Column: Balans van het woonbeleid Rutte II

Geplaatst door CorporatieMedia op
 

In politieke kringen wordt met toenemende sympathie gesproken over het woonbeleid van minister Blok. Hij blijkt zich keurig te hebben gehouden aan het Woonakkoord van VVD-PvdA-D66-ChristenUnie-SGP (2013). Eigenlijk is hij al min of meer uitgeregeerd. Het is alleen jammer dat het Woonakkoord nauwelijks maatschappelijke woonproblemen oplost.

Download hier het originele artikel uit CorporatieGids Magazine editie november 2016

De unanieme aanvaarding door Tweede en Eerste Kamer van de herziene Woningwet is een politiek huzarenstukje. Daaraan heeft de Parlementaire Enquête Woningcorporaties een krachtige bijdrage geleverd. De nieuwe ordening die voor de corporaties is bedacht (scheiding DAEB/niet-DAEB, vorming Autoriteit woningcorporaties, beter intern toezicht) is een belangrijke verbetering.

In de koopsector leiden de langzame afbouw van de hypotheekrenteaftrek en de aangescherpte hypotheekvoorwaarden tot een beperking van de fi nanciële risico’s voor burgers en banken. Helaas zijn er nog steeds grote stimulansen voor het aangaan van schulden. De ongekend lage hypotheekrente blijkt de bouw van koopwoningen sterk te stimuleren. In de steden stijgen de koopprijzen weer. Mooi voor kopers, makelaars, hypotheekbanken, verhuisbedrijven en IKEA.

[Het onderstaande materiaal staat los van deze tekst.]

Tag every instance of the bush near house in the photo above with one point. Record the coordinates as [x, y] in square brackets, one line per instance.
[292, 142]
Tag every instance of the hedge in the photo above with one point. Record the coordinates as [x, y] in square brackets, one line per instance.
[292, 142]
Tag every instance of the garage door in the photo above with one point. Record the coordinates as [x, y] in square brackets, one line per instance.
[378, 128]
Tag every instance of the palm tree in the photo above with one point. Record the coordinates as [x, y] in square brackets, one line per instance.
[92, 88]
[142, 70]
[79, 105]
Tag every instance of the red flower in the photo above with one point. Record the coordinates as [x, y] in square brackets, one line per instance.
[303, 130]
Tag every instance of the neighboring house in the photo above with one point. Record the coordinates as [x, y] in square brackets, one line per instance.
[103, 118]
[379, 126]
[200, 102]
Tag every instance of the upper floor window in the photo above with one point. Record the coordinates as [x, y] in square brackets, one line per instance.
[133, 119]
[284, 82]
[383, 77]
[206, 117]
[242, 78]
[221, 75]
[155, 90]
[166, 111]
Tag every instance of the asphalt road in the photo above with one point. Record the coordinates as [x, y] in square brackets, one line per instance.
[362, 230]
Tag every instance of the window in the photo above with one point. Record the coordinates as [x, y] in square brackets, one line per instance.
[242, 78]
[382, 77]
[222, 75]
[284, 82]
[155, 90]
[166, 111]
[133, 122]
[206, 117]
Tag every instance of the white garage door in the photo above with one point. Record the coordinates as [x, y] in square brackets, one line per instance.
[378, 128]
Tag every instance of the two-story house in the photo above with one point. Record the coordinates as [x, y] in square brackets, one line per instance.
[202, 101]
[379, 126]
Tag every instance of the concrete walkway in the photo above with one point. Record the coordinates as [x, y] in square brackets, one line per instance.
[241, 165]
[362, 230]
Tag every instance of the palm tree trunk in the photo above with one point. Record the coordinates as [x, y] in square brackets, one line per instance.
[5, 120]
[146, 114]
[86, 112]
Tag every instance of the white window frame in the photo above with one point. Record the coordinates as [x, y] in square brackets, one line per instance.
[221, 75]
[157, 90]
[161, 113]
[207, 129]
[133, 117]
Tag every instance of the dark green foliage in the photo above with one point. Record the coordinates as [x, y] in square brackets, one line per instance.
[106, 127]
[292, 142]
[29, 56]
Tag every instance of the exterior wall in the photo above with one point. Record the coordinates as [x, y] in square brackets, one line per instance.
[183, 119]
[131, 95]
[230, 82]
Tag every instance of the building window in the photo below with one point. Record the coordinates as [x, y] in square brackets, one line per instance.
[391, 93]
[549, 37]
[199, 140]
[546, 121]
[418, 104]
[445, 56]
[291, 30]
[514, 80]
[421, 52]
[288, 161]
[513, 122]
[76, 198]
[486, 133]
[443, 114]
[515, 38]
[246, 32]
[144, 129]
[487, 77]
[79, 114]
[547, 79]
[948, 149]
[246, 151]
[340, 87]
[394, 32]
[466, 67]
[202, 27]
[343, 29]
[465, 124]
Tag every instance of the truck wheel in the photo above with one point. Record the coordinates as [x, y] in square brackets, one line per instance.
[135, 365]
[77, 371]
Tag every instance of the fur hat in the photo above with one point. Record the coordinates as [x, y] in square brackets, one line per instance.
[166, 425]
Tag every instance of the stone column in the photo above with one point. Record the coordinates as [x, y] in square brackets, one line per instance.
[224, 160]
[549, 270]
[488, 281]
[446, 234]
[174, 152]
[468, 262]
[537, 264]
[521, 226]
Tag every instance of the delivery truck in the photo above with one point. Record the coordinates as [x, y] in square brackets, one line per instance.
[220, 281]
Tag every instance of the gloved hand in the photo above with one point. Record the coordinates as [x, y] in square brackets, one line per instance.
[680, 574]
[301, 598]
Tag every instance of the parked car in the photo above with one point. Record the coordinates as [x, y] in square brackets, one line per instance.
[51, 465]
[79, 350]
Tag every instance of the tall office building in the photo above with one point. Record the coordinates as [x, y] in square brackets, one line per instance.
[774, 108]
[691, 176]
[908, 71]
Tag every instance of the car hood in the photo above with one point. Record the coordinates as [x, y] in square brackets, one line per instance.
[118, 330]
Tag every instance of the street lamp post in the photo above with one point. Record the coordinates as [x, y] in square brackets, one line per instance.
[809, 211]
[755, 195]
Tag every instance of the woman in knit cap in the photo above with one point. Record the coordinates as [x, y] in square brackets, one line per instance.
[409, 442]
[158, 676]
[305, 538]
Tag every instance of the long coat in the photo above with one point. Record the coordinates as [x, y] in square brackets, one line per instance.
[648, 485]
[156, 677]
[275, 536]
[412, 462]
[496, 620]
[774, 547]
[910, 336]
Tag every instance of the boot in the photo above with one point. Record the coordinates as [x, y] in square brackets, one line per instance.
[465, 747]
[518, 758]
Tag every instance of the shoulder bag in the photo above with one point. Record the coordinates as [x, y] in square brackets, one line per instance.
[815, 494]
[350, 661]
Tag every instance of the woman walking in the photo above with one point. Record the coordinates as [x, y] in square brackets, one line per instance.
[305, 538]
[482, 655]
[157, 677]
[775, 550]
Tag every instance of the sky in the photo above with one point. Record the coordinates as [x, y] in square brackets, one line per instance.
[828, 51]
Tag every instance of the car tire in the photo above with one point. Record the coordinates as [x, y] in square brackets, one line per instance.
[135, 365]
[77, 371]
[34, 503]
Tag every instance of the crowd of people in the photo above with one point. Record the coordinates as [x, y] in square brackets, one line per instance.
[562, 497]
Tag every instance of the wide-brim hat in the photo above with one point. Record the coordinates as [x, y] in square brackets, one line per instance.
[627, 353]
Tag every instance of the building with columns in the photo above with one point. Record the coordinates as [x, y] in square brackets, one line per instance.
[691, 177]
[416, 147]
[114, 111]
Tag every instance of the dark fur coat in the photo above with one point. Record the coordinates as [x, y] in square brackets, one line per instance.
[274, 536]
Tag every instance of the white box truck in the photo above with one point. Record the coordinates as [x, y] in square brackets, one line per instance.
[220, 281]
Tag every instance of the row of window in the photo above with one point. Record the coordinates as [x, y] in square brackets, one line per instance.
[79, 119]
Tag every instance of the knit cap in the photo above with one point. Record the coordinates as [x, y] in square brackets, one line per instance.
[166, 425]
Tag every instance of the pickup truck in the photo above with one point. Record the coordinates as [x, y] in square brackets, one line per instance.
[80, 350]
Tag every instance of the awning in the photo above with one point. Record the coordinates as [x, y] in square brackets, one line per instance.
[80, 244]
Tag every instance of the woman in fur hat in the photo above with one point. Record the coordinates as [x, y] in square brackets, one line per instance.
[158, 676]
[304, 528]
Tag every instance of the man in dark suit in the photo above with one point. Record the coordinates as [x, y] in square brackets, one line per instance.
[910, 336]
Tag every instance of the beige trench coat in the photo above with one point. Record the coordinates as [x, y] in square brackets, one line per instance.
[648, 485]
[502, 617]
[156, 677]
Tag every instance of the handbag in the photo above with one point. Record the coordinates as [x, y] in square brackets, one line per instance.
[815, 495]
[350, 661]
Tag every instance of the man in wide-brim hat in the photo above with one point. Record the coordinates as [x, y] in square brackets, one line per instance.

In de huursector is chaos gebracht. De introductie van de verhuurderheffing bracht grote betaalbaarheidsproblemen voor huurders. De investeringen in nieuwbouw liepen dramatisch terug. De woningtekorten in de huursector namen toe en de bescheiden doelen van het Energieakkoord worden niet gehaald. De invoering van de passendheidstoets vergrootte de schaarste aan woningen met een huur onder de aftoppingsgrens. Het lijkt alsof er wordt voorgesorteerd op een verlaging van de liberalisatiegrens van € 710,- naar € 620,- per maand.

In grote delen van ons land bleven commerciële verhuurders de grote afwezigen. Vastgoedbeleggers investeerden grootscheeps in de aankoop van sociale huurwoningen. Investeringen in nieuwe huurwoningen bleven beperkt. In koopwoningen wordt wèl geïnvesteerd. Zowel in de koopsector als de sociale huursector werd de kloof tussen insiders en outsiders steeds dieper.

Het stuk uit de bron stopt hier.